If the client wants to display something on the braille display or to process braille keys itself, rather than letting brltty process them, it has to take control of the Linux terminal it is running on.

Once a client has obtained the control of his tty, BrlAPI will completely discard brltty's display on this tty (and only this one), leaving the braille display free for the client.

At the same time, if a key is pressed on the braille keyboard, BrlAPI checks whether the client application is interested in this key or not. If it is, the key is passed to it, either as a key code or as a brltty command. If it is not, the key code is converted into a brltty command and returned to brltty.

Once the client is not interested in displaying text or reading braille keys any more, it has to leave the tty, so that either brltty can continue its job, or another client can take control of it.

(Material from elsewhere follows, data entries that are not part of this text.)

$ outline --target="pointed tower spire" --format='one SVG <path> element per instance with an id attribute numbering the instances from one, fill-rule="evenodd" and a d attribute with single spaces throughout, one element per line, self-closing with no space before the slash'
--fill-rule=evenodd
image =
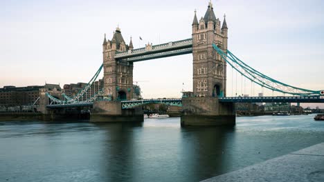
<path id="1" fill-rule="evenodd" d="M 192 22 L 192 26 L 198 26 L 198 19 L 197 19 L 197 15 L 196 15 L 196 10 L 195 10 L 195 17 L 194 17 L 194 21 Z"/>
<path id="2" fill-rule="evenodd" d="M 131 37 L 131 41 L 129 42 L 129 46 L 128 46 L 129 50 L 133 50 L 134 46 L 133 46 L 133 41 L 132 41 L 132 37 Z"/>
<path id="3" fill-rule="evenodd" d="M 222 30 L 223 30 L 223 29 L 228 29 L 228 28 L 227 28 L 227 23 L 226 23 L 226 14 L 224 14 L 223 26 L 222 26 Z"/>
<path id="4" fill-rule="evenodd" d="M 106 39 L 106 34 L 105 34 L 105 39 L 102 46 L 107 46 L 107 39 Z"/>

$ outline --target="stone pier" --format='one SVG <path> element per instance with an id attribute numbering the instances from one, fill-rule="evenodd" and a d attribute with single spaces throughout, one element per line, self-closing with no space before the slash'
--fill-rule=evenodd
<path id="1" fill-rule="evenodd" d="M 223 103 L 216 97 L 188 97 L 182 99 L 182 126 L 235 125 L 233 103 Z"/>
<path id="2" fill-rule="evenodd" d="M 90 115 L 91 122 L 143 122 L 141 107 L 122 110 L 120 101 L 96 101 Z"/>

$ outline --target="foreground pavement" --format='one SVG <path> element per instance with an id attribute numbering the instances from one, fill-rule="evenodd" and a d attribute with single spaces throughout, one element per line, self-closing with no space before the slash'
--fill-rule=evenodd
<path id="1" fill-rule="evenodd" d="M 324 143 L 203 181 L 324 182 Z"/>

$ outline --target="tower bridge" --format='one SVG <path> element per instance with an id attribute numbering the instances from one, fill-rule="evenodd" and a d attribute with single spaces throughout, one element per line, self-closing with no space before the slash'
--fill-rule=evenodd
<path id="1" fill-rule="evenodd" d="M 117 28 L 111 40 L 107 40 L 105 34 L 103 63 L 84 88 L 73 97 L 44 91 L 39 101 L 42 111 L 48 113 L 53 110 L 64 112 L 69 108 L 91 107 L 91 121 L 143 121 L 143 111 L 138 106 L 165 103 L 182 106 L 182 125 L 209 125 L 235 124 L 233 103 L 237 102 L 324 103 L 324 91 L 300 88 L 278 81 L 250 67 L 229 51 L 226 17 L 221 22 L 215 15 L 211 3 L 199 21 L 195 12 L 192 28 L 192 35 L 189 39 L 159 45 L 147 43 L 144 48 L 134 49 L 132 39 L 126 44 L 120 29 Z M 134 63 L 185 54 L 192 54 L 193 59 L 190 97 L 132 99 Z M 262 88 L 290 96 L 228 97 L 228 65 Z M 104 73 L 103 87 L 91 90 L 101 72 Z"/>

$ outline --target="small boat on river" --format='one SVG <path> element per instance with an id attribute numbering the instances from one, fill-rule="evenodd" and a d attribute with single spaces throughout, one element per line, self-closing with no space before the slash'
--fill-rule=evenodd
<path id="1" fill-rule="evenodd" d="M 314 119 L 315 121 L 324 121 L 324 114 L 317 114 Z"/>
<path id="2" fill-rule="evenodd" d="M 168 118 L 168 114 L 150 114 L 149 118 Z"/>

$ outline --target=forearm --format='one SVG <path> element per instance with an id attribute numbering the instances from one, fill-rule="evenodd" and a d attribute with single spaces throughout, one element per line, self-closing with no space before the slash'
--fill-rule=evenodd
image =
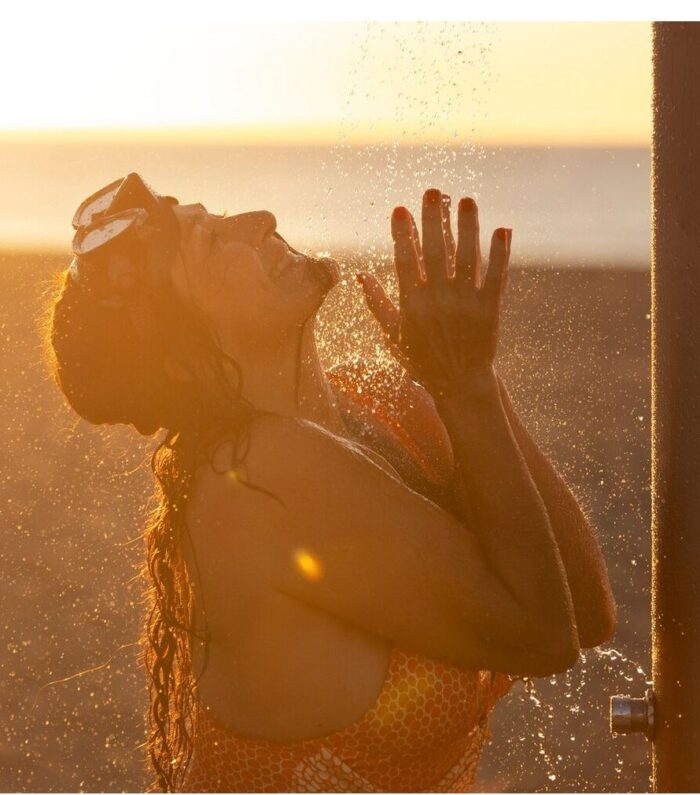
<path id="1" fill-rule="evenodd" d="M 498 383 L 508 422 L 546 506 L 566 569 L 580 645 L 597 646 L 612 637 L 616 623 L 605 559 L 576 497 L 522 424 L 500 378 Z"/>
<path id="2" fill-rule="evenodd" d="M 575 643 L 566 572 L 495 374 L 435 403 L 452 442 L 457 514 L 524 614 L 530 621 L 536 616 L 542 636 L 549 634 L 554 644 Z"/>

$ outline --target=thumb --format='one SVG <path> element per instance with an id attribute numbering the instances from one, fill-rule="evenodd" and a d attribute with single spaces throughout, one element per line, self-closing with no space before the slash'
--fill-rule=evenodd
<path id="1" fill-rule="evenodd" d="M 382 331 L 390 340 L 396 341 L 399 337 L 401 319 L 399 310 L 384 292 L 384 288 L 379 281 L 370 273 L 358 273 L 356 278 L 362 285 L 362 292 L 365 295 L 367 306 L 370 312 L 377 318 Z"/>

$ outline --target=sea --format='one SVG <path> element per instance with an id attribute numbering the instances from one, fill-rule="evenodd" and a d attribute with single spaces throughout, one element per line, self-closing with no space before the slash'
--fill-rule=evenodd
<path id="1" fill-rule="evenodd" d="M 419 221 L 425 189 L 479 204 L 482 249 L 513 229 L 512 265 L 649 267 L 648 148 L 485 148 L 0 142 L 0 248 L 66 252 L 78 204 L 139 172 L 162 194 L 213 213 L 271 210 L 296 248 L 391 250 L 392 208 Z"/>

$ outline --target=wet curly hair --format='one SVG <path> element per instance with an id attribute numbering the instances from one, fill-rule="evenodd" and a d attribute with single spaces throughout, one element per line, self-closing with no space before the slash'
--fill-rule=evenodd
<path id="1" fill-rule="evenodd" d="M 57 274 L 57 282 L 44 342 L 49 368 L 70 406 L 91 423 L 130 424 L 145 436 L 164 431 L 151 457 L 155 507 L 143 534 L 147 589 L 141 661 L 150 701 L 144 745 L 153 773 L 147 791 L 177 791 L 196 730 L 192 644 L 204 643 L 205 669 L 209 640 L 206 623 L 203 630 L 195 627 L 195 587 L 183 556 L 185 508 L 197 467 L 207 461 L 213 466 L 224 436 L 234 439 L 234 450 L 245 449 L 240 441 L 263 412 L 243 399 L 240 368 L 206 318 L 183 307 L 172 286 L 110 301 L 97 285 L 75 280 L 70 269 Z M 135 322 L 137 304 L 151 321 L 147 334 Z M 171 377 L 167 357 L 191 378 Z"/>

Parameter handling The server exposes some parameters to the client. Some parameters are global to all clients (e.g. the braille display size), while others are local per client (e.g. retaindots, i.e. whether to send Perkins presses as dot patterns or as letters). Some parameters are read-only (e.g. the braille display size), while others are read-write (e.g. retaindots). Some parameters may change during execution, while others change only when a client set it. Clients can either request the current value of a parameter, or set its value (if it is read-write), or request the server to notify on value change.

Raw mode.

Only one client can be in raw mode at the same time. In this mode, data coming from the braille terminal are checked by the driver (to ensure they are valid), but instead of being processed, they are delivered "as-is" to the client that is in raw mode.

In the other direction, packets sent to BrlAPI by the client that is in raw mode are passed to the driver which is expected to deliver them to the braille terminal without any modification.

Suspend Mode.

Only one client can be in suspend mode at the same time. This mode is also exclusive with raw mode. In this mode, the server keeps the device driver closed, and thus the client can open the device directly by itself.

This mode is not recommended, since the client will then have to reimplement device access. Raw mode should really be preferred, since it lets the client take advantage of server's ability to talk with the device (USB/bluetooth support for instance).



Once the client has finished using the braille terminal, it has to disconnect from the API, so that the memory structures allocated for the connection can be freed and eventually used by another client. This step is transparent for the user, in the sense that it involves no change on the braille display.